I have a machine (Windows 10) behind a very restrictive firewall where connecting to a public server's SSH on port 80, 443, 53, etc. just don't work. Putty/Kitty say "Software caused connection abort". Such machine also has like 3 AVs installed and the user has no admin rights.
I assume there's a way to connect to the public server "emulating" an HTTPS connection. That way I can do port forwarding and be able to reach a server within the machine's internal network.

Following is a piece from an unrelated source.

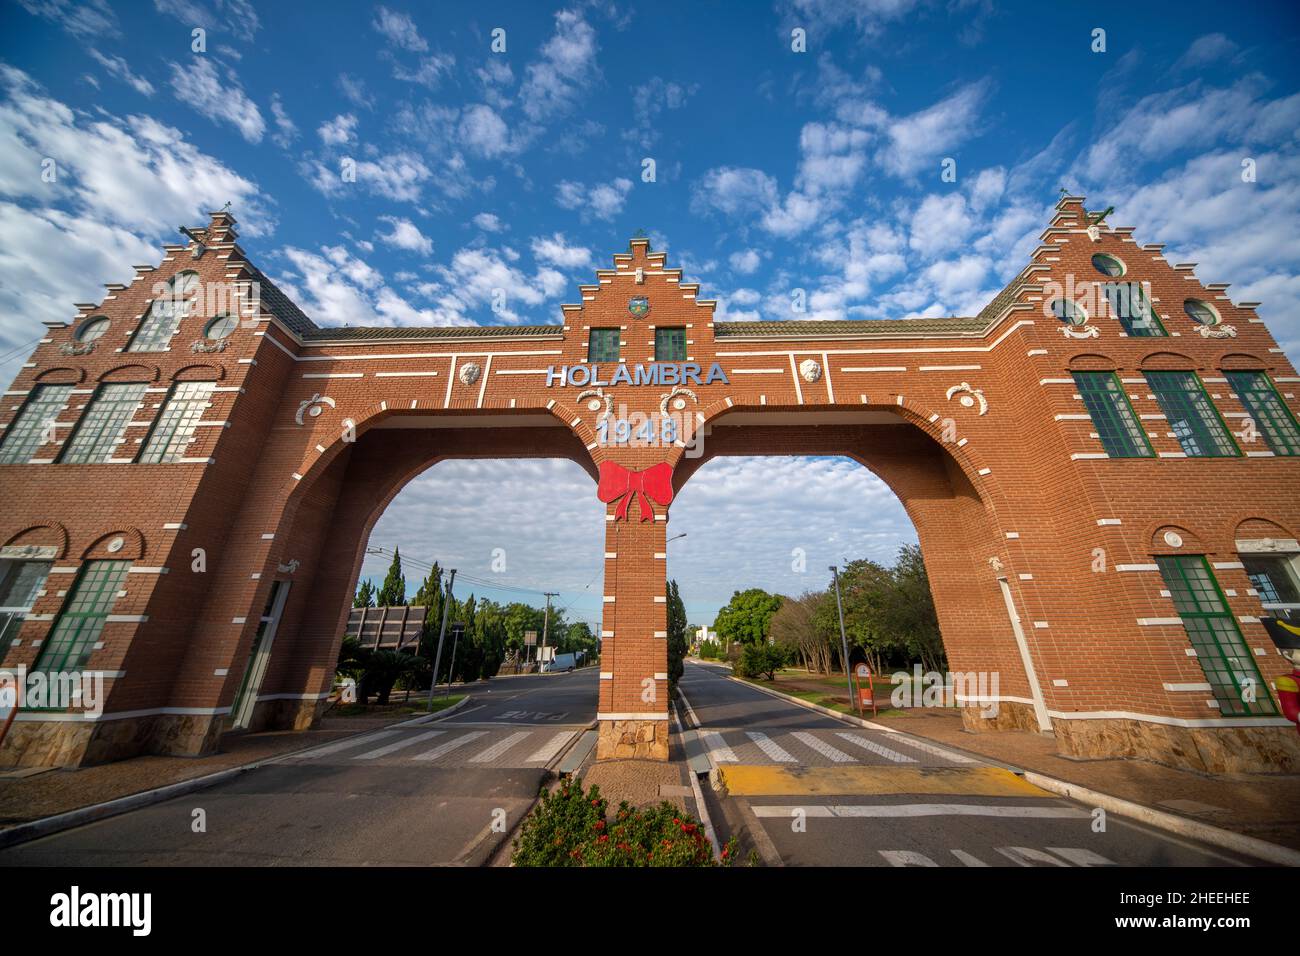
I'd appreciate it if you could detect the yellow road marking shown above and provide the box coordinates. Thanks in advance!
[718,765,1052,798]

However, most tutorials I find online are about having others connect to the machine (like, to publish a website or connect to it using VNC). What I want to archieve is the other way around: Connect to the public server so I can enable port forward, and then on the other side with my home computer, I'd connect to the public server and make a tunnel too.
I.e.: My Home
connections to the SSH server VPS:22
at the internal port VPS:5000
would go through the HTTPS connection that Firewalled
initialized at VPS:443
, listening at VPS:5000
, creating a local tunnel at Firewalled:4200
that would go to 10.0.0.1:80
- where this is a machine inside Firewalled
's network.
Since I can't connect directly to Firewalled
, I need it to initiate the connection instead, create a reverse tunnel, and then be able to use it. I used to do this some years ago, but this firewall seems to crash SSH connections at any port (unless maybe I try to masquerade them or something inside an HTTPS packet).
Basically I want to do this:
Explained here: https://toic.org/blog/2009/reverse-ssh-port-forwarding/
Except that in my case, Office PC
can't initiate any connection to bserver.outside.com
because plain SSH packets don't seem to be able to go through the firewall in raw format.
Any pointers are greatly appreciated!